Algo similar ocurrió en la China comunista de Mao: solo en los 4 años de 1958 a 1962, durante la brutal operación llamada el “Gran Salto Adelante”, más de 45 millones de personas murieron de hambre, por agotamiento o porque fueron sometidos a torturas y a ejecuciones sumarias. En los 4 años –1975 a 1979– que los jemeres rojos gobernaron Camboya, 2 millones de personas murieron de hambre: 25% del total de la población. En Corea del Norte, en 1998, alrededor de 10% de la población perdió la vida por hambre.

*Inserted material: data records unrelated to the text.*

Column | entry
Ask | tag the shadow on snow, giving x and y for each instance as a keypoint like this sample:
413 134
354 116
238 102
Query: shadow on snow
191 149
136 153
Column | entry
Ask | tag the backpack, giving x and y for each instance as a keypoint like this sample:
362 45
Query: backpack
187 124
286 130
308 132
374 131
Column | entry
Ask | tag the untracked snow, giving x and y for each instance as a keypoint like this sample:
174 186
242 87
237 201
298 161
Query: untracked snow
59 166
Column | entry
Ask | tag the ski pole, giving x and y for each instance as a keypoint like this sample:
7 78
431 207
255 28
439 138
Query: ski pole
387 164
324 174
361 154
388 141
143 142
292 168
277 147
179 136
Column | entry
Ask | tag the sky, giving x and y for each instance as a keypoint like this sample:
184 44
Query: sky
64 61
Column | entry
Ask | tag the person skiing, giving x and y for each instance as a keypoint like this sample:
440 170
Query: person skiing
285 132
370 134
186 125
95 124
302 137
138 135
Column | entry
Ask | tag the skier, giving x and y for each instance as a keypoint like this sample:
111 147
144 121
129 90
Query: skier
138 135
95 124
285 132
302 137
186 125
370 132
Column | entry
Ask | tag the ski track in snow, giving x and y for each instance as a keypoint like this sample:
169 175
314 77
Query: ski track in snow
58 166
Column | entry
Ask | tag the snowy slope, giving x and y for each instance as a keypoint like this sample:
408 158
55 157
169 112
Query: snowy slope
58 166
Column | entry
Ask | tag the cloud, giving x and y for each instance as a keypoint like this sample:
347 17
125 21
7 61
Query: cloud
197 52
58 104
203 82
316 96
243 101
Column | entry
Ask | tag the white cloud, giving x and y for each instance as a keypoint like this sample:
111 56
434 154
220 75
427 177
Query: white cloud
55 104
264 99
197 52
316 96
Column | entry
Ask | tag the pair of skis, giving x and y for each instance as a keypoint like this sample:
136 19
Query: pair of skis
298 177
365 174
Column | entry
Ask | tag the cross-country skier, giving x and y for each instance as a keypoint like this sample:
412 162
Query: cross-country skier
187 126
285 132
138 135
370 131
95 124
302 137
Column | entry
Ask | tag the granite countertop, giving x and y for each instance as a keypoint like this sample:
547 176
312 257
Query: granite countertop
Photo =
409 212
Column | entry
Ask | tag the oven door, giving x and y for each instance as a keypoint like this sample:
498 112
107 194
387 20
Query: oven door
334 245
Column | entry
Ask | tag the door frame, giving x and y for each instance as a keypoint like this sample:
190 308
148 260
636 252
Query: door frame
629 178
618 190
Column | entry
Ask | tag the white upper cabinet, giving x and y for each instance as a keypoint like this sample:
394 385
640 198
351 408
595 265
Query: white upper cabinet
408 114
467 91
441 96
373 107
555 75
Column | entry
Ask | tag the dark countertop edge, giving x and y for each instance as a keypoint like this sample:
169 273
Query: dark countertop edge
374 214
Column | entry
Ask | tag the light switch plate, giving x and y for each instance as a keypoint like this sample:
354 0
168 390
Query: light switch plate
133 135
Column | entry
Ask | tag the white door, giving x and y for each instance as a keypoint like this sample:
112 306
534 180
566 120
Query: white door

Este artículo podría mencionar lo ocurrido en los países de Europa del Este, que estuvieron por décadas sumidos en el hambre. Prácticamente no hay literatura o estudio de las ciencias sociales de Rumania, Hungría, Bulgaria, Polonia, Yugoslavia, Checoslovaquia y otros países sometidos al régimen comunista ruso que no tengan la falta de alimentos, indisociable de la falta de libertades, como uno de sus ejes vertebradores. No es posible contar la historia de las revoluciones latinoamericanas sin referirnos a las expropiaciones, a la destrucción de las fuentes productivas, a la falta masiva y estructurada de alimentos. La historia de la revolución cubana es, en lo esencial, una historia del hambre.

Y así regreso a nuestro país: la hambruna que cada día se expande por todo el territorio venezolano, incluso en regiones donde todavía se mantiene alguna producción de hortalizas, responde a las mismas prácticas destructivas. Tenemos la obligación de recordarlo: el hambre de hoy, que ahora mismo amenaza las vidas de 300.000 niños distribuidos en todas las regiones de nuestra geografía, comenzó el domingo 17 de julio de 2005, cuando Chávez anunció, sin lugar a equívocos, su objetivo de cambiar el modelo productivo y formuló la amenaza que se concretaría a partir de entonces: que expropiaría unas 2.000 empresas.

El hambre de hoy es hija de las expropiaciones y las nacionalizaciones. De la destrucción de fincas productivas que, bajo la administración de los rojos, se convirtieron en ruinas. De la toma de industrias que, de arrojar utilidades y operar de forma impecable, en pocos años han sido saqueadas, paralizadas, cerradas o destruidas, como si una bomba hubiese caído en el núcleo de sus operaciones.

Hace dos semanas, en la Asamblea Nacional se denunció la desaparición, de facto, de la industria farmacéutica venezolana. Esa grave declaración se inscribe en esto: de las 15.000 empresas que había en Venezuela en el año 2000, han cerrado sus operaciones 2 tercios desde entonces. De acuerdo con el desesperado llamado que acaba de hacer el presidente de Conindustria, unas 1.000 empresas más podrían estar, ahora mismo, en proceso de liquidación.

No creo que sea necesario agregar más evidencias: el hambre en Venezuela ha sido programada. Un plan ejecutado a lo largo de los años, con un propósito esencial: lograr que no haya en el país ninguna fuente de alimentos que no sea gubernamental, para así extorsionar a los ciudadanos, imponerles obediencia, humillarlos y despojarlos de la totalidad de sus derechos.